How often in life do we fail to give people praise, recognition and encouragement because what they deliver is so far below what we expect? It may be your children, it may be your spouse, it may be your employees, your family, your friends or your team. When was the last time you looked at the expectations you have of people in your world and asked yourself; “Are my expectations fair and reasonable?” and “Why am I always under impressed with people in my world?”
Revelation #3: We will see greater progress and self-development when we tap into our feelings and label them differently.
Lesson #3: It’s funny how the little things in life can fascinate us. Whilst on kinder duty I found myself expressing probably a little too much excitement over buckets filled with a mixture of corn flour and water. The children called it “goop” – but I’m more inclined to call it a science experiment. You see, when you slide your fingers through it quickly it becomes runny, and when you slide your fingers through it slowly, it hardens up like wet cement. Anyway, NO, I didn’t have a deprived child hood, so I should just move on!
What caught my attention was the way that the teachers repeatedly asked the children; “What does it feel like?” as they ran their fingers in the ‘goop.’ As the teachers kept probing on this, the children tilted their heads, looked up at the ceiling and blinked faster than usual in an attempt to label their feelings.

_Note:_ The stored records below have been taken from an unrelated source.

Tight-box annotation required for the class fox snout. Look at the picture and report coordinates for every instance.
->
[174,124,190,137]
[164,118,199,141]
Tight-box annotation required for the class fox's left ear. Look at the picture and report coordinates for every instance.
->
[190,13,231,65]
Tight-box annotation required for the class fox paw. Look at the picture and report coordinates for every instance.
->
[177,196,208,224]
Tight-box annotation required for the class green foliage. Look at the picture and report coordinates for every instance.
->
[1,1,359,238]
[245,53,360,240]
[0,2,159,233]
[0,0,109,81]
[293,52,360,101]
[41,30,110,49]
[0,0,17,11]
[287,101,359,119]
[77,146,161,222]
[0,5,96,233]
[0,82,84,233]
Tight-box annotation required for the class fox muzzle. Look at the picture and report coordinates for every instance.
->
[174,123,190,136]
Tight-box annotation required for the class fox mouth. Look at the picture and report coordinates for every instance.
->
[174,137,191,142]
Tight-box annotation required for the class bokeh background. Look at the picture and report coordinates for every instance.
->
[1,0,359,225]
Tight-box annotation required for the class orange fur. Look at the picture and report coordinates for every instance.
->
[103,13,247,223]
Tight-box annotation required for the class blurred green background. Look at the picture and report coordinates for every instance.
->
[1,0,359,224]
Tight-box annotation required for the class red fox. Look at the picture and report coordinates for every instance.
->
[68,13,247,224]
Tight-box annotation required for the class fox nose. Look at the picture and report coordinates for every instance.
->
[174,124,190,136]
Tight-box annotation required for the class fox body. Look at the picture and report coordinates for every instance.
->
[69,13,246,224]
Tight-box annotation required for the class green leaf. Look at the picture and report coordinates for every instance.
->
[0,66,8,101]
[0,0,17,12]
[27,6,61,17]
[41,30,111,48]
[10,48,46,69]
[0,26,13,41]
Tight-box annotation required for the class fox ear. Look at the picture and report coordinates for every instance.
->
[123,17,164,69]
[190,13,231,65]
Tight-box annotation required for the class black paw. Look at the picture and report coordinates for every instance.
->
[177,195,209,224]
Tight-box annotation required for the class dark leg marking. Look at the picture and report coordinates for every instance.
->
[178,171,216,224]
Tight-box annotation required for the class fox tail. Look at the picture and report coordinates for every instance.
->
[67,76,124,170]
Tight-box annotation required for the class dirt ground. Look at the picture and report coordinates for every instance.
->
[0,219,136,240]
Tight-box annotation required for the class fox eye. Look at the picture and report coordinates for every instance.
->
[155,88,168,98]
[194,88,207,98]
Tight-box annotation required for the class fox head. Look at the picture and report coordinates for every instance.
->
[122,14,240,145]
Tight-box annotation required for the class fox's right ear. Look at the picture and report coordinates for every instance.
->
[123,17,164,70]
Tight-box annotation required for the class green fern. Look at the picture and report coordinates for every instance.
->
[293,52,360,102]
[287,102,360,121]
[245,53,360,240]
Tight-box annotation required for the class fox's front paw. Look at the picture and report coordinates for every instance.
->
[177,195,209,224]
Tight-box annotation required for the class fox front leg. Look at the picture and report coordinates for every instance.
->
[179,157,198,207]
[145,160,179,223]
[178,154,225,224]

Have you ever considered that there are so many more labels and descriptives applicable to our feelings that we dare to consider? You see, when we are upset, we generally say we are sad, when we are excited we may say that we are happy, when we are down we may refer to that as flat. Personally, I believe that our progress and development is limited when we continue to label our emotions with such generic touch and go phrases. For example, the next time you are “angry” why don’t you try and identify WHY you are angry. So are you feeling let down, resentful, bullied, envious, overlooked or insulted? Identifying our true emotions and feelings can heighten our self-awareness and mobilise us towards change.
Revelation #4: We must own the mess we sometimes create, and get a can-do attitude towards recovery.
Lesson #4: Whilst most of the children sat on the mat by the teacher’s feet at kinder this morning, a group of three busily fussed about trying to clean their art and craft corner. On realising that these little ones were holding up the rest of the children, I went over to offer some assistance until I was called back by the teacher who said; “It’s OK Suzie, they made the mess, they will clean it.”
What a tremendous life skill to be taught, that when we make a mess – which sometimes we do – with our decisions, words or behaviours, it remains our responsibility to clean it up. I consider the number of times in my life where I have created a ‘mess’ and called on God to fix it. Although He can, and He often does, I must remember, it’s my mess.
Some of my ministry and learning and development work aims to provide people with the tools and strategies to be able to develop a can-do attitude and the practical skills required for repairing the mess, and moving towards greatness. Sometimes the mess is huge, other times it’s just a few bits and pieces that litter a small area of our life. Whatever the mess, we can take steps towards cleaning it up – if we start today.
Who would have thought kinder duty would be so life changing!